My ability to touch and be touched without wanting to slit my throat open.
My dignity, self-esteem, and the comfort within my body.
My fucking worth.
All meaningless.
Because what he really wants is every broken piece of my soul, and for me to cherish every broken piece of his.
But my soul is already spoken for—already claimed by a wicked man with every intention to keep it to himself. And I suppose he’s given me his in return.
I’m just not sure what the fuck to do with it now.
“You’ll say it one day, diamond. You have the rest of your life with me,” he promises.
My legs clench around his hips as he fucks me harder, bending down to drag his tongue across my nipple. I grit my teeth, the bile rising in my throat.
“This is mine,” he groans. “All of this is mine.”
His teeth close over the abused peak, biting until my vision blackens with agony, and a scream is tearing from my throat. Even then, he doesn’t relent. Not until blood leaks through the cracks of his teeth, and I’m begging for the knife instead.
What a tragedy.
Finally, he releases me, a smear of crimson staining his bottom lip. His eyes are dilated as he pumps his hips faster, his ministrations on my clit quickening.
Gradually, it pulls me away from the fire lancing through the peak of my breast. I inhale sharply—a staccato breath full of sorrow.
The orgasm ravages my body, and oh look—there it goes. Another piece of my sanity.
“I’m getting really tired of looking at fucking Neosporin,” Rio says from behind me.
Xavier just left for the night. He was particularly brutal, slicing over the healed scars on my back and all across my breasts and stomach. He pushes it a little farther every time.

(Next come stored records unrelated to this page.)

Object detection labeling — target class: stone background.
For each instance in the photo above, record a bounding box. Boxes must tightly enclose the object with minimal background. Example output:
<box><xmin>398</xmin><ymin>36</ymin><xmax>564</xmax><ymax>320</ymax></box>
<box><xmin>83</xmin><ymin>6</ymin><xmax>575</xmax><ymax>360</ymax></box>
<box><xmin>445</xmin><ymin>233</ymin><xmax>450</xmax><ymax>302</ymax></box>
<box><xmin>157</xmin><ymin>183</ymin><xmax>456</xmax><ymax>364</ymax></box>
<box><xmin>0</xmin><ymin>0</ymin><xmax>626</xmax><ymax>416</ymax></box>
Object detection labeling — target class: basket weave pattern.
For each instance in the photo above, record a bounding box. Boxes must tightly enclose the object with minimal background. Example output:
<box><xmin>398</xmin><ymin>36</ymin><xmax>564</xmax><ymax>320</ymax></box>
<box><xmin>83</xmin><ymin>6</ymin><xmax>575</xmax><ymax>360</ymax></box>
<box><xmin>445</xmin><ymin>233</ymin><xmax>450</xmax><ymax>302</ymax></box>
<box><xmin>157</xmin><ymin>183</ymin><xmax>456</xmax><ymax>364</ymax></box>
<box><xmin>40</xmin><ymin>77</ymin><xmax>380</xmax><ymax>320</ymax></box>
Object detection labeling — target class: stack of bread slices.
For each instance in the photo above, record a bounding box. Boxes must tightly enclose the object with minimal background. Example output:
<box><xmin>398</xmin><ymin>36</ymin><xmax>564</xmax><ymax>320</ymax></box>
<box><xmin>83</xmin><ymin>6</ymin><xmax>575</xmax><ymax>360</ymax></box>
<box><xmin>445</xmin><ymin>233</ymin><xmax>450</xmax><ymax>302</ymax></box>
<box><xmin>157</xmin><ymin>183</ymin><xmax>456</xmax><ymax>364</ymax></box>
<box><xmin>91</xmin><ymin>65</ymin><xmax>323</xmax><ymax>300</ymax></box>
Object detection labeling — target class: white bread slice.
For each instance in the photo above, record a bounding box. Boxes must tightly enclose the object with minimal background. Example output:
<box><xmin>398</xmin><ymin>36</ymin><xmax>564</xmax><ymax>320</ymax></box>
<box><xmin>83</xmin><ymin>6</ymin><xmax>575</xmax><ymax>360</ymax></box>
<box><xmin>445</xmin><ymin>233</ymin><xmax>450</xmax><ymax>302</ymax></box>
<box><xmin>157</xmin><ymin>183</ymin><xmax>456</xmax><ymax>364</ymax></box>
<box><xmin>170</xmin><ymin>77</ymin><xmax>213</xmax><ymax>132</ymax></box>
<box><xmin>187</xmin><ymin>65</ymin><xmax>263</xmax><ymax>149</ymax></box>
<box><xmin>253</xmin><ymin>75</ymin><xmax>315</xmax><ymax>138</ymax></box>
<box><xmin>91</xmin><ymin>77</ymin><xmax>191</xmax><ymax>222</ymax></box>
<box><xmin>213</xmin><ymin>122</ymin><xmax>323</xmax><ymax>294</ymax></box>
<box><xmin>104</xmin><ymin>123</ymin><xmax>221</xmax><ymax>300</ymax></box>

They said the Culling is designed to weed out those who have endurance—who can survive anything. But I’m not sure I’ll survive another night with him.
“Sorry,” I mumble, too exhausted to snap at him. My eyes are pinned on the dozens of tally marks carved into the nightstand, and it’s only depressing me more.
“You’re giving up, princesa,” he sighs, dropping the first aid kit on the bed. He started calling me that after the Culling, now sounding more like an endearment than an insult.
Francesca never did relieve him of taking care of me, and neither of us have bothered to stop it. It will never be said aloud, but I think we both find solace in one another.
“What do you care?” I grouse, training my eyes on the wall. He grabs a few paper towels and lightly pads the wounds on my back, soaking up the blood. They just started to scab over from the last time.
Turns out, Francesca didn’t need to be worried about my scars from the car accident. I got lucky enough to find someone who happens to enjoy the sight of them, and then some.
I’m still completely nude, but I’ve grown accustomed to being naked in front of men considering it happens all the fucking time now. All because I live with a psycho bitch.
Sydney was particularly pissed about me knocking her out the night of the Culling, so she attempted to cut off my hair with scissors in retaliation. Luckily, Jillian stepped in, and she only earned herself a punishment.
Since then, she has made it her personal mission to frame me for the stupidest shit any chance she gets—drawing on the walls like a toddler, breaking dishes, dropping food, and ruining clothing in the beauty room.
Most of the time, I think Francesca knows it wasn’t me, but she’s grown tired of the incessant squabbling and takes it out on both of us now. Sydney is happy to accept her fate as long as I’m suffering, too.
I’ve accepted the punishments, though—which always result in a night with Rocco and his friends. I tried to defend myself at first, but it never made a difference.
“Lucky for you, these have to heal, so no more nights with him until he’s officially paid for you.”
I glance at him, surprised by that. Francesca hadn’t told me, but I’m relieved anyway. Sometimes he gives me information he’s not supposed to. I’ve never questioned why, too scared he’ll stop if I do. After he told me about his sister, we’ve fallen into an easy camaraderie. Both of us chained to our woes and accepting that neither of us can help one another get out of the metal confines wrapped around our wrists.